Analysten fürchteten jedoch, dass die Schuldenprobleme dem Handel bald wieder den Takt vorgeben werden. Die Rating-Agentur Fitch stufte Griechenland kräftig auf „CCC“ herunter - die schlechteste Note vor einem Zahlungsausfall.

Deshalb würden die optimistischen China-Vorgaben sicher nicht zu einer Rally führen, sagte Nicholas Colas von der ConvergEx Group: „Uns beschäftigen wirklich die Staatsschulden-Probleme. Die Euro-Krise dürfte demnächst von der Debatte um die US-Schuldenobergrenze abgelöst werden - und das ist auch nicht positiv für die Börsen.“

Dass sich demokratische US-Regierung und Republikaner in der Frage trotz des engen Zeitfensters weiter unversöhnlich gegenüber stehen, frustriert Investoren. Den USA droht die Zahlungsunfähigkeit - und den Finanzmärkten in dem Fall weltweite Erschütterungen.
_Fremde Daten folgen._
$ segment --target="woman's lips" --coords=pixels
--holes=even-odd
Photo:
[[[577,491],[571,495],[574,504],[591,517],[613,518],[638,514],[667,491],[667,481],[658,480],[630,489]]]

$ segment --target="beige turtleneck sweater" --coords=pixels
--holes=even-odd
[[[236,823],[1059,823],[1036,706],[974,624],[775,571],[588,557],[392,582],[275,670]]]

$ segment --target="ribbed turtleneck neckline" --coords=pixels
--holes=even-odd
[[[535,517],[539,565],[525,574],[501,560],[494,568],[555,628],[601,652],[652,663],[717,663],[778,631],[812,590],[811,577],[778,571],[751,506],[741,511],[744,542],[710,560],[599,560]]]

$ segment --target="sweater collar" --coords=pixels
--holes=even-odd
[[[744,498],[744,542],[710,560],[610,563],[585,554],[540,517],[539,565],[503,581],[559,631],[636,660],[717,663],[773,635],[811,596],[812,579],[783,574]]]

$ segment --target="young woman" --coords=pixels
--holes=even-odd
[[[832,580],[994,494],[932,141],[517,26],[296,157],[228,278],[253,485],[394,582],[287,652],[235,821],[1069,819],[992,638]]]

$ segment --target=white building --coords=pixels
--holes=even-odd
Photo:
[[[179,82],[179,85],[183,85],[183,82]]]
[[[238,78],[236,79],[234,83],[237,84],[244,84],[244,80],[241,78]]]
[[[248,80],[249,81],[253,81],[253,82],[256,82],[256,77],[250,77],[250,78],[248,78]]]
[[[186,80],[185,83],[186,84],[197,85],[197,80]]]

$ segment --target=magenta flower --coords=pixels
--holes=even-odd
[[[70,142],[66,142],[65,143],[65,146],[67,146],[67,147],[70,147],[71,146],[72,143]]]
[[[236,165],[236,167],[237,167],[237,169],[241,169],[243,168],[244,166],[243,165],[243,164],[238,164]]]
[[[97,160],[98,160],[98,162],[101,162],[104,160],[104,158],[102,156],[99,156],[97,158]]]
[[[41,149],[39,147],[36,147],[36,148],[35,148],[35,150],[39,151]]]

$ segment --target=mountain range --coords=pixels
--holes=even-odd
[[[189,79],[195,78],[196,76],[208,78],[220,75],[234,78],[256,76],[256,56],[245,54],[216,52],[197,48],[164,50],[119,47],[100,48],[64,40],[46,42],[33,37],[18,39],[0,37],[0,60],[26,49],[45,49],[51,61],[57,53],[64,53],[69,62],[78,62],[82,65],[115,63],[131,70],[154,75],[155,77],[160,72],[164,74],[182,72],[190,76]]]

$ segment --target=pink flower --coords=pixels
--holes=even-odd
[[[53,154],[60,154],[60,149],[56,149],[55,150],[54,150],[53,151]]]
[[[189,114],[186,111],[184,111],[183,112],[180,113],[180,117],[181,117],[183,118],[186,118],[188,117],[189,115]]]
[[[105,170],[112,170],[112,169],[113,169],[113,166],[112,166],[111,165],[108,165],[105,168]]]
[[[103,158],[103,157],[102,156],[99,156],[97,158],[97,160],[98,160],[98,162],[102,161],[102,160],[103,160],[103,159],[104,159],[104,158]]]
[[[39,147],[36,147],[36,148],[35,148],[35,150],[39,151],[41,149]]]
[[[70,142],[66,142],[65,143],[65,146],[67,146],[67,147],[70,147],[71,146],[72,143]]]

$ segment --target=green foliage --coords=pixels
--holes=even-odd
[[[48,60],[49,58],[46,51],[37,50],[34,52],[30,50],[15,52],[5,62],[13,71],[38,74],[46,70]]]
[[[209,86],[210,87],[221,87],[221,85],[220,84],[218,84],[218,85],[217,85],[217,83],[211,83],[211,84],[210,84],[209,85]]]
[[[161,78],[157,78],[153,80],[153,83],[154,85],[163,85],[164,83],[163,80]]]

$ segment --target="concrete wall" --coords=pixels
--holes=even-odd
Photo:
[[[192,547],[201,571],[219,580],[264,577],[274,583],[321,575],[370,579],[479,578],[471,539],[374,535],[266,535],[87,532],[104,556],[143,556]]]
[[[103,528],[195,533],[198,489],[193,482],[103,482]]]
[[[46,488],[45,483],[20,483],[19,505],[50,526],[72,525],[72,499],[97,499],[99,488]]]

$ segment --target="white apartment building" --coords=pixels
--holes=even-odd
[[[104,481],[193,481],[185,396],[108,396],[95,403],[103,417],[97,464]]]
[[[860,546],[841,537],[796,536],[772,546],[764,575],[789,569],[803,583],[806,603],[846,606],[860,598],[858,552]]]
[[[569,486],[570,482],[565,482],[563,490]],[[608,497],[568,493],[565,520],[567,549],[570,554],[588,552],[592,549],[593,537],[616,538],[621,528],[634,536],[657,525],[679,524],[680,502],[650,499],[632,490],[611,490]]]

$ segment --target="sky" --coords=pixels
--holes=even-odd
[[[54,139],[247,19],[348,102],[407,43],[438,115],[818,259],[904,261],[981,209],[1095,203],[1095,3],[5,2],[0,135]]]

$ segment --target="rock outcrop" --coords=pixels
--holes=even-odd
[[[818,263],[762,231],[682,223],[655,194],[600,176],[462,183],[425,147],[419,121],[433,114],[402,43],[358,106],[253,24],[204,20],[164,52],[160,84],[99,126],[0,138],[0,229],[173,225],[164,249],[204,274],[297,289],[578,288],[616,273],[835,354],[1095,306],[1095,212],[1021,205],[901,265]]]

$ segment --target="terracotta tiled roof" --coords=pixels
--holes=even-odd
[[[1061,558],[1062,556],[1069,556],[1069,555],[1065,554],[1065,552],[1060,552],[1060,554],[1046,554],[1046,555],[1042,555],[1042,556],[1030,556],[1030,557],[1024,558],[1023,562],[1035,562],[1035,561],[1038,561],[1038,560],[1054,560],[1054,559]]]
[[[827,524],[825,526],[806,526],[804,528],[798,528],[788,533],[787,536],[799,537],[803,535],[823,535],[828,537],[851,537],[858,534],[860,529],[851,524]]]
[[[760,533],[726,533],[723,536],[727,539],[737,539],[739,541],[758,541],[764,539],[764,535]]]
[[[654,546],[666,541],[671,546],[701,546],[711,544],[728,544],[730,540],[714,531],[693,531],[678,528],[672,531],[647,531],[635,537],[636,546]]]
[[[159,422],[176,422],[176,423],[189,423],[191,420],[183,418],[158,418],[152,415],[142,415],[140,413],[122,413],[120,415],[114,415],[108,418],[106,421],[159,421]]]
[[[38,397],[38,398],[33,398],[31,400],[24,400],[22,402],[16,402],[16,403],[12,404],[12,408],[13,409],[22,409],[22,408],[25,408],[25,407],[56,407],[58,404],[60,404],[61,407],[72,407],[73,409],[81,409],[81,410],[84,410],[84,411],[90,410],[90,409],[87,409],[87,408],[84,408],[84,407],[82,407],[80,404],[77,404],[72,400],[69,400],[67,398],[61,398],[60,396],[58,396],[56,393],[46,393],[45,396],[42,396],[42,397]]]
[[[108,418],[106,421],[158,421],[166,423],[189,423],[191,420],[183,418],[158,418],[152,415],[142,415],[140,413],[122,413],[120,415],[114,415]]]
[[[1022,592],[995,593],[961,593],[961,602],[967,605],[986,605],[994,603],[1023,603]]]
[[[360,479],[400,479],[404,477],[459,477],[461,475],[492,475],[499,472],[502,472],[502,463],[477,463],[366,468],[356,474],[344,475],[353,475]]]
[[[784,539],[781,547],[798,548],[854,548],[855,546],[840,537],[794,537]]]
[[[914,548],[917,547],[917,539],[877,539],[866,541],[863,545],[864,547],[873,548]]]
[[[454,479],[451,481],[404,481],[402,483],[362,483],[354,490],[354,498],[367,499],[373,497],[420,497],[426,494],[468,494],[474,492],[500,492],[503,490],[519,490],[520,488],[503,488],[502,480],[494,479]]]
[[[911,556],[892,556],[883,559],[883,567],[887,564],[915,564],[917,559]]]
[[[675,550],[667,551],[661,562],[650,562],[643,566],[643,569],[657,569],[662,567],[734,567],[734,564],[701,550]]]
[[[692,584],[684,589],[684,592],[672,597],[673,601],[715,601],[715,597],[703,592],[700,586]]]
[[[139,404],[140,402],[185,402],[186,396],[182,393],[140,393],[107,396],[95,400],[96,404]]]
Zu den größten Gewinnern gehörten die Aktien aus den Branchen Energie und Rohstoffe. Die entsprechenden Branchenindizes von S&P legten jeweils rund 1,5 Prozent zu. Die Aktien des unter immensen politischen Drucks stehenden News Corp-Konzerns legten einen Kurssprung von etwa fünf Prozent hin, nachdem das Unternehmen des umstrittenen Medienmoguls Rupert Murdoch kurz vor Handelsbeginn in New York seine Milliardenofferte für die geplante Komplettübernahme des britischen PayTV-Senders BSkyB zurücknahm.

Netflix-Aktien legten etwa drei Prozent zu. Investoren erhofften sich von einer Erhöhung der Preise für die E-Mail- und anderen Online-Dienste langfristig bessere Geschäfte.